A América
Latina e a segurança alimentar.
Um dos painéis do VI Fórum da Frente Parlamentar
Contra a Fome na América Latina e no Caribe, realizado em Lima entre os dias 15
e 17 deste mês. A segunda à direita é a líder asháninka Ruth Buendía, que
participou do encontro representando comunidades rurais. Foto: Aramís
Castro/IPS.
Por Milagros Salazar e Aramís Castro, da IPS
–
Lima, Peru, 18/11/2015 – Os legisladores da Frente
Parlamentar Contra a Fome na América Latina e no Caribe (FPF) decidiram,
durante encontro realizado em Lima, no Peru, trabalhar pela aprovação de leis
sobre segurança alimentar, um tema no qual o avanço regional é desigual. O VI
Fórum da Frente, que aconteceu entre os dias 15 e 17 deste mês, contou com a
participação de mais de 60 legisladores de 17 países da região e delegações
convidadas de parlamentos da África, Ásia e Europa.

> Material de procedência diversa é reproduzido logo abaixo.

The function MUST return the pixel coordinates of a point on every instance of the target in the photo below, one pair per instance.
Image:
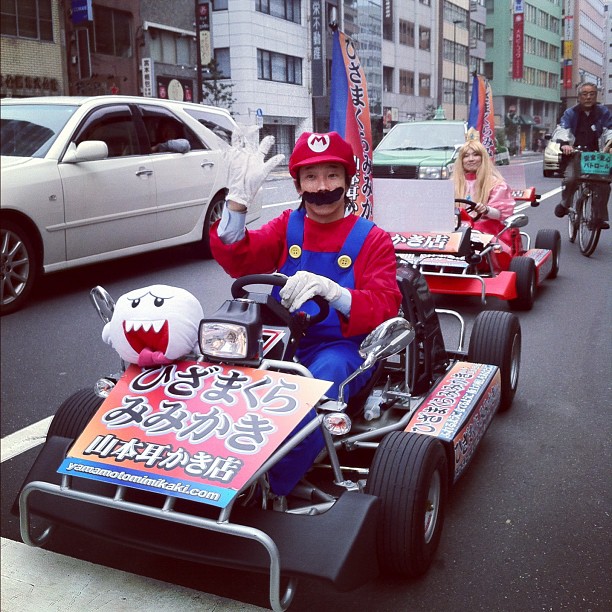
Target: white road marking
(23, 440)
(37, 580)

A parlamentar equatoriana María Augusta Calle,
coordenadora da FPF, afirmou à IPS que o desafio é “harmonizar” essas normas
para combater a pobreza e a fome na região com maior desigualdade do planeta.
Foram aprovadas várias leis sobre segurança e soberania alimentar na América
Latina e agora o desafio é padronizar essas iniciativas em todos os países que
participam da Frente, para fortalecer as políticas em beneficio da agricultura
familiar, acrescentou.
Na América Latina, 81% dos produtos que alimentam
sua população provêm dos pequenos agricultores que garantem a segurança
alimentar da região, segundo a Organização das Nações Unidas para a Alimentação
e a Agricultura (FAO), assessora da FPF desde sua criação, em 2009.
Doze dos 17
países já contam com normas de segurança e soberania alimentar, informou Calle.
Mas esse não foi um caminho fácil, há leis que foram aprovadas após vários
adiamentos.
Na abertura do encontro, a coordenadora da FPF
afirmou que na região “reduzimos em 50% a fome (desde 1990), mas ainda é
insuficiente. Não é possível continuarmos vivendo em um mundo onde o alimento é
um negócio e não um direito. Não é possível que 80% dos que produzem os
alimentos sejam os que sofrem fome”.
O caminho não é fácil, e uma mostra disso é o país
anfitrião. No Peru, o projeto de lei de segurança alimentar foi aprovado
somente no dia 12 deste mês pelo Congresso legislativo, após dois anos de
debates. O Poder Legislativo reagiu faltando apenas três dias para o país
receber o Fórum. Entretanto, a lei ainda deve ser promulgada e regulamentada
pelo Executivo.
Mostra de batatas em uma feira alimentar que fez
parte dos atos inaugurais do VI Fórum da Frente Parlamentar Contra a Fome na
América Latina e no Caribe, realizado em Lima entre os dias 15 e 17 deste mês.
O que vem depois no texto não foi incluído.